Over at Critical Mass (the blog of the National Book Critics Circle), Geoff Dyer reveals the five “works of literary journalism” that he likes best. Dyer won the Circle’s 2011 criticism award for Otherwise Known as the Human Condition, a collection of essays. It’s not his fault that his list of favorites is dull and vapid. The classification of “literary journalism” is dull and vapid.
As a term, literary journalism is first cousin to “literary fiction,” another dull and vapid classification the republic of letters could do without. Apparently, literary journalism is fancy journalism, highbrow journalism. It is journalism plus fine writing. It is journalism with literary pretensions. But here’s the thing about literary pretensions. They are pretentious. They are phony. Good writers don’t brag about writing literature, which is a title of honor. Good writers accept the moral obligation to write well — that is, they subjugate themselves to the demands of the text under hand — and they leave the question of literature, the question of lasting value, up to the literary critics.
The word journalism does not denote a genre, but a venue. Journalism is what gets printed in journals and their digital successors, including blogs and even Twitter. Literary journalism is periodical writing about literature. I am a literary journalist, because I write about books for COMMENTARY. Edmund Wilson is the patron saint of literary journalists. But when he wrote book-length criticism that was not originally conceived as a series of contributions to the journals (Patriotic Gore, for example), Wilson was no longer writing as a journalist. And when he wrote journal pieces like those collected in The American Earthquake but originally published in the New Republic (about “the arts of the metropolis, from Stravinsky conducting Pétrouchka to Houdini, nightclubs and burlesque shows, Charlie Chaplin in The Gold Rush, the painting of O’Keeffe and George Bellows,” as his biographer describes them), Wilson was no longer writing as a literary journalist.
Most of what gets referred to as “literary journalism” is some combination of history and travel writing — history because it undertakes to determine what happened in a past, travel writing because it depends upon first-hand observation in addition to documented evidence.
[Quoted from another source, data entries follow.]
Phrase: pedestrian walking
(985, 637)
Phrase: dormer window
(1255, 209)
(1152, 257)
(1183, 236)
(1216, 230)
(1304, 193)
Those who object that journalism (of any kind) is not history are doing little beyond disclosing their own prejudices and assumptions. “The question in history,” Michael Oakeshott wrote, “is never what must, or what might have taken place, but solely what the evidence obliges us to conclude did take place.” Thus the historian and the journalist share the same obligation — an obligation to the evidence. What did take place might have taken place five minutes or five centuries ago, but as long as it belongs to the past, historian and journalist share the same interest in it.
Nor do their objectives differ, no matter how far apart their methods and prose might seem to put them. Oakeshott again: “The historian’s business is not to discover, to recapture, or even to interpret; it is to create and to construct.” Both historians and journalists recreate the past in the name of reporting what the evidence obliges them to conclude took place. Historians may claim to be more comprehensive and objective; “literary” journalists, to be more compelling and timely. But these claims are justified merely by the fact that some historians and some journalists have bought into them. They are self-advertisements, not logical distinctions.
There is no reason for anyone to repeat them, nor to compile lists of their favorite “literary journalism.”